The Complete /aids/ Tard's Guide to Kobold Runpod

Welcome! This guide will walk you through running Llama models on runpod. This guide will assume you're already familiar with Llama and what it is. It'll also assume you already have a huggingface link to a model of choice, know your way around a Colab / Jupyter notebook, that you're familiar enough with Kobold and its UI to use it. If you aren't familiar with those things already, fuck off and come back later.

What is Runpod?

Runpod is, essentially, a rental GPU service. People can use Runpod to get temporary access to a GPU like a 3090, A6000, A100, etc. The service is priced by the hour, but unlike other GPU rental services, there's a bidding system that allows you to pay for GPUs at vastly cheaper prices than what they would normally cost, which takes the already decent prices (around 0.79 / hour for an A6000, which can fit 65B) and makes them absurdly cheap (around 0.175 / hour for the same GPU). Obviously there's a catch, but we'll talk about that later.

So why do we care about GPUs in the context of Llama when we have things like LlamaCPP and KoboldCPP to run models on CPU?

LlamaCPP is decent for running smaller Llama models (around 7B and 13B) but around 30B it really starts to struggle, and in all cases, the CPU version is significantly slower than the equivalent GPU version. If you can run LlamaCPP with your model of choice and it generates at tolerable speeds, great. But for the rest of us, GPUs offer a much quicker alternative. And in particular, if you get into the domain of 65B, it's basically impossible to get generations at any reasonable speed sticking to just CPU.

Getting Started on Runpod

Step 0: Create an account and add funds

If you're brand new to Runpod, go ahead and create a runpod account and add money to it using the "billing" tab on the left.

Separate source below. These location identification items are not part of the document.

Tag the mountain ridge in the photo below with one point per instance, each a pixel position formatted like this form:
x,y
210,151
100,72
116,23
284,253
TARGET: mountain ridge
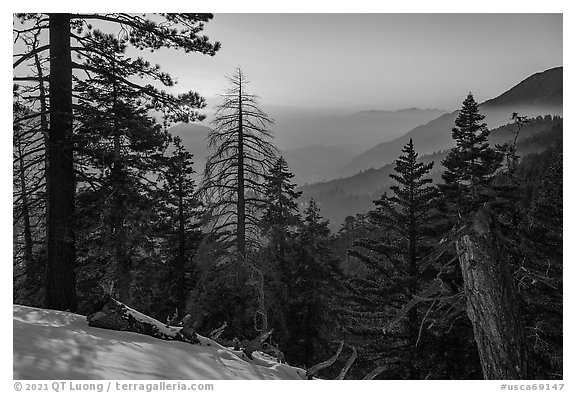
x,y
538,94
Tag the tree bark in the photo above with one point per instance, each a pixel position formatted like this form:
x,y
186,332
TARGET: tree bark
x,y
60,276
491,302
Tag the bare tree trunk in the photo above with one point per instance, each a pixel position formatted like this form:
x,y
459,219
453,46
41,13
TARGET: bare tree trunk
x,y
491,302
413,325
181,275
118,211
241,222
28,241
61,253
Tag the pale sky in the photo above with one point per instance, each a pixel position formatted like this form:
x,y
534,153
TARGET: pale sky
x,y
371,61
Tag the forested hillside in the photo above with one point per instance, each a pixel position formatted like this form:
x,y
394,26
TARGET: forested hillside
x,y
131,248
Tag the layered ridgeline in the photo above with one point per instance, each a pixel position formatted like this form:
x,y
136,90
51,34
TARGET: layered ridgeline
x,y
540,94
350,195
316,146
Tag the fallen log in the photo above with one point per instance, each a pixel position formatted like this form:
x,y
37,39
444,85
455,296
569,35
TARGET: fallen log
x,y
113,315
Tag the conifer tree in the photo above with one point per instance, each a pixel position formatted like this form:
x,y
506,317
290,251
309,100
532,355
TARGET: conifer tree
x,y
183,216
179,31
122,144
279,219
404,224
471,164
243,155
314,284
281,207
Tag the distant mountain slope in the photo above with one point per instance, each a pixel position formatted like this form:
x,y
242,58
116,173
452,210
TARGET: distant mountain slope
x,y
339,139
315,163
346,196
539,94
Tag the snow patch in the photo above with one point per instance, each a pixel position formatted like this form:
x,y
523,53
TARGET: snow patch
x,y
52,344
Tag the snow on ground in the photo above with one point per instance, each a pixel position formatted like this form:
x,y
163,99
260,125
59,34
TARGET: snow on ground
x,y
52,344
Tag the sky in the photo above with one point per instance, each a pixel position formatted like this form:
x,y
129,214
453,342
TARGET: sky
x,y
371,61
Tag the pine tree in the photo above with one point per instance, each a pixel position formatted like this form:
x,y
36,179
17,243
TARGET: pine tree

This will let you add money to your account. The amount you'll want to add will vary depending on GPU and bid (but shouldn't need to be that much).

Step 1: Pick a GPU

Next, you'll go to the "Secure Cloud" on the tab to the left and pick a GPU. First, you should decide which model you want to use. In general, the rule for 4bit Llama models is, assuming no group size and 2048 token context:

Model Size	Minimum VRAM
7B	6 GB
13B	12 GB
30B	24 GB
65B	48 GB

If you have a 128 or 32 group size model, you can make these minimum VRAM requirements work, but you may need to lower your context. If you have a group size 128 model, aim for 1900 context. If you have a group size 32 model, aim for 1800. If you don't do this, you may run out of VRAM in the middle of a generation and cause Kobold to crash.

So you've selected your model. Now take a look at the table below. This includes the minimum bid and regular prices for each of the GPUs available.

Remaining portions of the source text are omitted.